Gizli Padişah R.T.E

“AKP ve Aydınlar” başlık ve 22 Kasım 2011 tarihli yazımda  AKP mutlak iktidarını inşa etmeye çalışıyor” diye yazdım.

Bu tanımlama devlet kurumları arasındaki görece “özerkliğin” ortadan kaldırılması çalışmasını ifade ediyor.  Daha doğrudan ifadeyle, yargı, yasama ve yürütme çalışmalarının bir tür tek elde toplanmasıdır.

Yasama ve yargı faaliyetlerinin yürütmeyi oluşturan iktidar partileştirilmesidir. Hükümet olmakla yetinmeme halidir. Devletin bütün kurumlarının yürütmenin dümen suyuna girmesidir.

Şimdiler bazı liberallerimiz buna, seçilmiş siyasal iradeye,  atanmışların tabi olması diyorlar.

Bu, yasama ve yargı faaliyetinin evrensel normlardan uzaklaşılması, denetim ve kontrol mekanizmalarının ortadan kaldırılması anlamına geliyor.

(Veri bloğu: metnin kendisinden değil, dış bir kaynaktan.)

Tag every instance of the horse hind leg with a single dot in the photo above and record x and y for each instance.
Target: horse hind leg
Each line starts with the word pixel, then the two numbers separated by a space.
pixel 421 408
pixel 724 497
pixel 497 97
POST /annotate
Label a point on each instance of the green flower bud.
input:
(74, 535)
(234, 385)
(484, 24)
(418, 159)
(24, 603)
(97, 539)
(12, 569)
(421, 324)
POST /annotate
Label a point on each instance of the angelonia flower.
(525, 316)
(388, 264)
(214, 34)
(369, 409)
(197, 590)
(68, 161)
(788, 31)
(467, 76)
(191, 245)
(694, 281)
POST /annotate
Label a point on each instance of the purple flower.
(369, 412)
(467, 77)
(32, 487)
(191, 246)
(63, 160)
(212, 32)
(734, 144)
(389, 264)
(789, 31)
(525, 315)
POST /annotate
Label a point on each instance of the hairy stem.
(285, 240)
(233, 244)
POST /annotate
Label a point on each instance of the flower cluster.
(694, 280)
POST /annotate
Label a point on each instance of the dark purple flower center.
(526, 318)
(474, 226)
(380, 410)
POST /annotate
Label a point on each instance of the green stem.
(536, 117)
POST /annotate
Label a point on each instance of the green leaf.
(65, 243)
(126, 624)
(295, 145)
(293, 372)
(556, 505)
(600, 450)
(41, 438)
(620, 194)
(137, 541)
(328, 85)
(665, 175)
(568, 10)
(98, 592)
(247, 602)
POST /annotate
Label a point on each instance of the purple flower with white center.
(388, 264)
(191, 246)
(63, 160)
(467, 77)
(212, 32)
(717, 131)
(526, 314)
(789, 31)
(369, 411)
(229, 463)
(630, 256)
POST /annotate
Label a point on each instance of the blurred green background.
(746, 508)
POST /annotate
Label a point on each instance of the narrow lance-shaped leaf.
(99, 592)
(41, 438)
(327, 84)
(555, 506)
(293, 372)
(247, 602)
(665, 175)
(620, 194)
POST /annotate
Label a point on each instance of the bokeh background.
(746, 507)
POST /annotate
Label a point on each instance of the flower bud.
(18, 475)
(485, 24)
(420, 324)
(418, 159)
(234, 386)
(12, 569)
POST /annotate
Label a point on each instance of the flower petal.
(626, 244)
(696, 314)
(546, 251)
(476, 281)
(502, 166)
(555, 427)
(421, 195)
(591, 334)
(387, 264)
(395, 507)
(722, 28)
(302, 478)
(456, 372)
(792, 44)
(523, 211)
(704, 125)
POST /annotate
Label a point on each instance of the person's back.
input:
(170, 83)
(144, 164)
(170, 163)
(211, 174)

Bir devletin hukuk devleti mi, guguk devleti mi olduğunu gösteren, tam da budur.

Mutlak iktidar olma arzusu, aynı zamanda hukukun bütün devlet işleyişine egemen olma gayesinden uzaklaşılmasıdır. Bu nedenle AKP hükümeti, yasal, hukuksal düzenlemelerle yürütme faaliyetlerini yapmak yerine fili durumlar yaratarak yapıyor.

Bunun iyi anlaşılması için birkaç örnek vereyim. Kürt Açılımı sürecinde Kandil ve Maxmur’dan gelen PKK’liler serbest bırakıldı ama aynı insanlar, AKP açılım dönemini bitirdiğinde, aynı nedenle  sekiz ay sonra tutuklandılar.

TRT 6’da Kürtçe yayın yapılmasına başlanırken, anadil yasağının devam etmesi.

Mahkemelerde anadille savunma yapmak isteyen Kürt siyasetçilerin savunma yapmalarına izin verilmeden üç yıla yakın  bir süredir tutuklular. Ama Perşembe gecesi TRT 6’da İki Dil Bir Bavul filmi gösterildi.

Dün İmralı’da tutuklu Abdullah Öcalan ile Kandil arasından bizzat devlet görevlileri veya onların görevlendirdikleri avukatlar kuryelik yaptı. Bugün aynı nedenle tutukluyor.

Geçmişte yapılanlardan dolayı 12 Ağustos 2005 yılından Diyarbakır’da Kürtlerden, gecen hafta Ankara’da Dersimsilerden,  devlet adına özür dileyen Başbakan, bugün özünde aynı politikaları değişik biçimlerde sürdürüyor.

İşine geldiğinde AKP hükümeti, işine geldiğinde AKP devleti, Başbakanda devletin başı oluyor.

AKP politikalarının gereği bir gün yasaları yok saymayı gerektiriyor, bir başka gün katı bir biçimde uygulamayı.

Bu gizli padişahlık değil de nedir Allah aşkına?

5 Aralık 2011 Pazartesi günü, saat:10.00’da Hrant İçin Adalet İçin Beşiktaş’ta adliyesinde.

6 Aralık 2011 Salı günü Diyarbakır’da İHD Şube başkanı Muharrem Erbay ve beş arkadaşının davasında.

Yargı ve yürütmenin nasıl tek vücut olduğunu görmek isteyenler, fiziki olarak olmasa da kulaklarıyla, yürekleriyle Beşiktaş’ta, Diyarbakır’da olmalılar.

Yetmediyse 27 Aralık 2011 Çağlayan’da Ahmet Şık, Nedim Şener davasını kaçırmasınlar. Orada polis, yargı, yürütmeyi çok rahat kol kola görülecektir.

Demokrasi, hukuk buysa, yargı buysa biz almayalım kalsın. Çünkü R.T.E’dan gelecek, demokrasiden de, hukuktan da kimseye bir hayır gelmez. Onun hayrı kendine, demokrasisi kendine, hukuku kendine, yargısı kendine.

 

Biz hep birlikte düşünelim: “iktidarlaşmış yargıya, mutlak iktidar olmak isteyenleri”  tanımıyoruz demenin zamanı geldi mi diye? Gizli padişah R.T.E,   başka türlü durdurulamaza benziyor.